Le mois de jeûne a débuté par une sévère pénurie d’huile de table et se termine par une tension politique qui menace d’enfler. Les manifestations et les grèves se poursuivent dans un climat délétère pendant que la situation économique du pays va de mal en pis.

Le ramadan a été marqué cette année par de nombreux événements qui pèseront lourdement sur l’évolution de la situation du pays. Car tout porte, en effet, à croire que l’on s’achemine vers un nouveau type de relations entre le pouvoir et la société empreintes de plus de méfiance, de plus de mésentente et peut-être aussi de violence ne serait-ce que sur le plan symbolique.

Durant cette période de jeûne et de privations, le Hirak démontre que son intensité n’est pas près de faiblir et que, au contraire, il veut s’inscrire maintenant dans la durée. De semaine en semaine, le mouvement populaire qui refuse toujours de confier à des individus, aussi consensuels soient-ils, la responsabilité de le représenter, se solidifie en une sorte d’opposition directe où fusionnent toutes les idéologies. Il devient une sorte de superstructure qui fédère sous des mots d’ordre acceptés par ses composantes hétéroclites à l’image d’une lame de fond déterminée à resculpter en profondeur le paysage politique de l’Algérie.

Il est vrai qu’il se radicalise chemin faisant et que ses revendications cassent tous les tabous jusqu’à vouloir en découdre avec des institutions jadis considérées comme la colonne vertébrale de l’Etat. Et même s’il reste pacifique et autoorganisé, il n’en demeure pas moins intraitable, inflexible et chaque jour plus exigeant.

Pendant ce temps, les autorités font comme si elles avaient affaire à un épiphénomène susceptible d’être géré comme un rassemblement de gais lurons sortis d’un stade après un derby local. Tout se passe comme si en haut lieu on attend l’essoufflement puis la reddition sans condition des militants, des activistes et des mécontents sans obédience qui battent le pavé depuis plus de deux ans.

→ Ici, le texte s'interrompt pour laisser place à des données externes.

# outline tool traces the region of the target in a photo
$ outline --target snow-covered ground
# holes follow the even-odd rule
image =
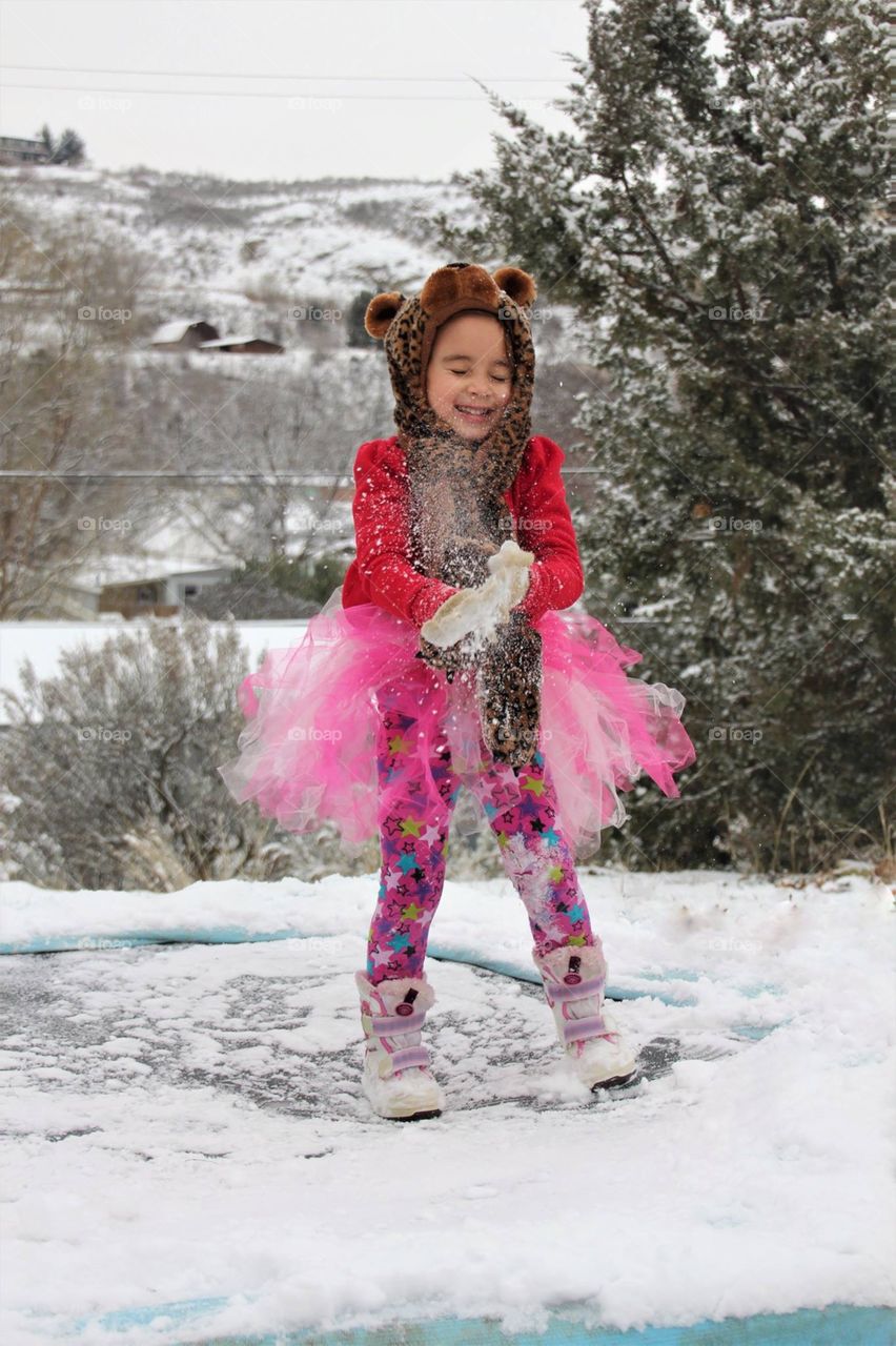
[[[4,1343],[896,1304],[892,892],[580,878],[640,1084],[566,1075],[522,903],[449,879],[426,1027],[448,1108],[404,1125],[358,1089],[375,875],[7,884],[4,946],[82,948],[1,969]],[[165,931],[244,942],[137,942]],[[126,1310],[141,1326],[102,1318]]]

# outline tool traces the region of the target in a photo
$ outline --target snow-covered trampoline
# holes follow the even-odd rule
[[[889,892],[580,876],[639,1082],[566,1075],[522,905],[449,880],[408,1125],[358,1085],[370,876],[7,886],[4,1342],[889,1341]]]

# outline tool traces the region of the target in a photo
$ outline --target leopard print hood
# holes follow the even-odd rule
[[[396,397],[398,441],[410,485],[410,556],[424,575],[457,587],[487,577],[487,559],[514,536],[503,495],[519,471],[531,435],[535,353],[526,310],[533,277],[517,267],[494,275],[472,262],[449,262],[420,295],[377,295],[365,315],[383,341]],[[460,312],[484,312],[505,328],[514,386],[494,429],[465,440],[426,401],[426,367],[439,327]]]

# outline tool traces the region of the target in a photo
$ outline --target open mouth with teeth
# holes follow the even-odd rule
[[[455,411],[459,416],[463,416],[468,421],[484,421],[492,415],[492,406],[460,406],[455,405]]]

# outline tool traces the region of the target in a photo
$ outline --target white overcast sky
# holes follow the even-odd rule
[[[570,128],[549,100],[585,40],[580,0],[0,0],[0,133],[73,127],[102,168],[440,179],[509,131],[470,75]]]

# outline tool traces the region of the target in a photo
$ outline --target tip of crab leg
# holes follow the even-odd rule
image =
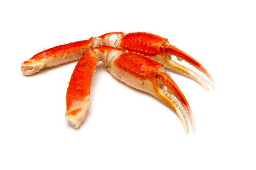
[[[173,94],[180,102],[190,119],[192,128],[194,127],[195,121],[190,106],[178,85],[172,78],[165,72],[157,72],[157,82],[160,85],[165,86],[168,93]]]
[[[211,81],[213,84],[215,84],[213,78],[208,71],[201,64],[189,55],[174,45],[168,45],[165,46],[165,48],[167,55],[174,55],[176,56],[177,59],[180,61],[182,61],[183,60],[185,60],[201,71]]]

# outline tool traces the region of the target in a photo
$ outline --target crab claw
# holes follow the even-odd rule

L’establishment vaque dans l’insouciance à ses occupations n’ayant d’yeux et d’oreilles que pour les élections législatives du 12 juin prochain. Il communique avec les acteurs qu’il s’est choisis pour seuls interlocuteurs et accuse les sons de cloche dissonants ou réfractaires à ses décisions de vouloir attenter à la sécurité du pays au profit d’ennemis extérieurs.

Pratiques du passé

Dans l’entremise, ni le Médiateur de la république, ni l’Autorité nationale indépendante des élections (Anie) ne semblent prêter attention au vacarme que font des millions de citoyens contre la perpétuation des pratiques du passé. Les deux institutions chargées, en principe, de promouvoir l’ancrage de la démocratie et de l’Etat de droit ignorent totalement la révolution en marche qui, sous leur fenêtre, fait un tintamarre assourdissant.

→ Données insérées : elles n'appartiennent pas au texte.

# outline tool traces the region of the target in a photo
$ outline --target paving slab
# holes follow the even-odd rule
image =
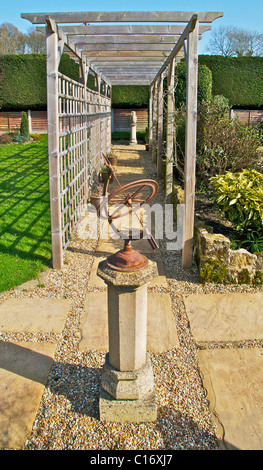
[[[192,294],[184,298],[196,341],[263,339],[263,293]]]
[[[10,333],[61,333],[70,299],[8,299],[0,304],[0,330]]]
[[[89,292],[81,319],[80,351],[108,351],[107,291]],[[147,349],[164,352],[179,345],[171,299],[166,293],[148,293]]]
[[[55,343],[0,341],[0,448],[29,438],[54,359]]]
[[[220,447],[263,450],[263,349],[207,349],[198,358]]]

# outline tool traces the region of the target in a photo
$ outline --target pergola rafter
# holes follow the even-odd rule
[[[150,87],[149,144],[152,161],[157,164],[157,175],[160,177],[163,148],[163,80],[167,77],[166,202],[171,202],[174,67],[185,57],[187,112],[182,264],[185,268],[190,267],[194,224],[198,41],[203,33],[211,29],[211,23],[223,16],[223,13],[117,11],[22,13],[21,16],[34,25],[44,25],[45,28],[38,26],[37,29],[46,33],[54,267],[62,266],[63,250],[76,225],[79,207],[83,205],[87,195],[88,182],[92,178],[88,162],[94,163],[96,160],[96,170],[102,147],[104,146],[104,150],[110,148],[108,95],[112,85]],[[58,73],[62,52],[66,52],[79,63],[82,85]],[[86,87],[89,73],[96,77],[96,92]],[[101,93],[101,83],[104,83],[104,94]],[[71,160],[66,161],[65,155],[70,155]],[[63,158],[64,166],[61,163]],[[70,179],[72,168],[74,171]],[[76,184],[77,190],[74,193]]]

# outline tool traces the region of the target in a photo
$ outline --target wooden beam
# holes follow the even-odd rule
[[[190,268],[193,262],[196,128],[197,128],[197,77],[198,77],[198,22],[189,32],[187,39],[186,63],[186,136],[185,136],[185,227],[182,252],[183,268]]]
[[[177,42],[177,44],[175,45],[175,47],[171,51],[170,55],[165,60],[164,64],[160,68],[160,70],[159,70],[159,72],[156,75],[154,80],[157,80],[157,78],[161,75],[161,73],[167,68],[167,66],[169,65],[171,60],[174,59],[178,55],[180,49],[184,45],[185,39],[188,37],[189,33],[194,30],[196,22],[197,22],[197,15],[193,15],[192,18],[190,19],[188,25],[186,26],[183,34],[181,35],[179,41]]]
[[[84,11],[21,13],[21,18],[33,24],[45,24],[46,16],[52,17],[56,23],[188,23],[194,14],[198,14],[200,23],[212,23],[223,16],[223,12],[196,11]]]
[[[136,59],[141,60],[142,57],[150,57],[150,58],[165,58],[169,57],[169,51],[83,51],[85,57],[102,57],[104,60],[105,58],[109,57],[124,57],[126,60],[130,60],[131,57],[135,57]],[[183,55],[182,55],[183,57]]]
[[[148,116],[148,128],[149,128],[149,152],[152,154],[152,139],[153,139],[153,86],[150,87],[149,96],[149,116]]]
[[[116,35],[116,36],[70,36],[74,44],[172,44],[180,35]],[[201,36],[200,36],[201,37]]]
[[[179,34],[181,35],[184,31],[184,24],[170,24],[170,25],[79,25],[79,26],[63,26],[61,25],[60,28],[63,30],[65,34],[69,35],[78,35],[78,34],[88,34],[88,35],[98,35],[98,34],[114,34],[121,35],[121,34]],[[45,33],[45,28],[43,26],[37,26],[36,30]],[[199,34],[203,34],[206,31],[211,30],[210,25],[200,26]]]
[[[158,114],[157,114],[157,177],[162,177],[163,149],[163,74],[158,80]]]
[[[149,86],[151,83],[151,80],[134,80],[134,79],[112,79],[111,84],[112,85],[146,85]]]
[[[173,44],[86,44],[85,41],[78,43],[78,48],[82,52],[86,51],[171,51]]]
[[[82,62],[82,67],[87,67],[86,58],[83,55],[82,51],[74,44],[70,38],[68,38],[65,33],[58,27],[53,18],[47,17],[46,23],[48,30],[54,32],[58,35],[59,40],[63,41],[64,47],[67,47],[68,50],[73,54],[74,57],[77,57]],[[93,69],[95,73],[98,73],[96,69]],[[101,77],[103,80],[107,81],[106,77]]]
[[[156,163],[157,155],[156,155],[156,147],[157,147],[157,106],[158,106],[158,90],[157,90],[157,82],[155,81],[153,87],[153,135],[152,135],[152,162]]]
[[[58,117],[58,35],[50,24],[46,28],[47,51],[47,115],[48,115],[48,159],[52,264],[54,269],[63,265],[60,174],[59,174],[59,117]]]
[[[173,195],[173,149],[174,149],[174,66],[175,59],[169,64],[167,75],[167,128],[166,128],[166,178],[165,200],[172,204]]]

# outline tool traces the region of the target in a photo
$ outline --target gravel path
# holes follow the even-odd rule
[[[156,178],[145,162],[149,177]],[[161,185],[155,202],[164,200]],[[181,253],[166,251],[161,242],[161,259],[167,275],[172,309],[176,317],[180,347],[151,354],[157,391],[158,418],[154,423],[106,423],[99,421],[99,389],[105,354],[79,352],[79,328],[88,279],[97,240],[71,242],[62,270],[50,270],[44,286],[26,291],[13,289],[7,298],[70,298],[72,306],[61,335],[3,335],[4,341],[56,341],[54,364],[48,378],[26,450],[169,450],[218,449],[209,404],[198,369],[197,348],[191,336],[183,295],[191,293],[256,292],[262,287],[201,285],[195,267],[181,268]],[[160,289],[160,288],[159,288]],[[239,345],[240,347],[243,344]],[[245,345],[254,347],[255,344]],[[228,347],[210,344],[209,347]]]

Cette indifférence est justifiée par le fait qu’un « nombre total des listes de candidatures a atteint 2 400 dont 1 180 listes de partis et 1 220 listes indépendantes », selon les chiffres annoncés par l’Anie. Elle s’appuie sur l’adhésion de 39 partis au processus, à travers 58 wilayas du territoire, et même à l’étranger puisque 61 formations politiques ont présenté 65 listes de candidatures de ressortissants algériens établis à l’étrangers, toujours selon l’Anie.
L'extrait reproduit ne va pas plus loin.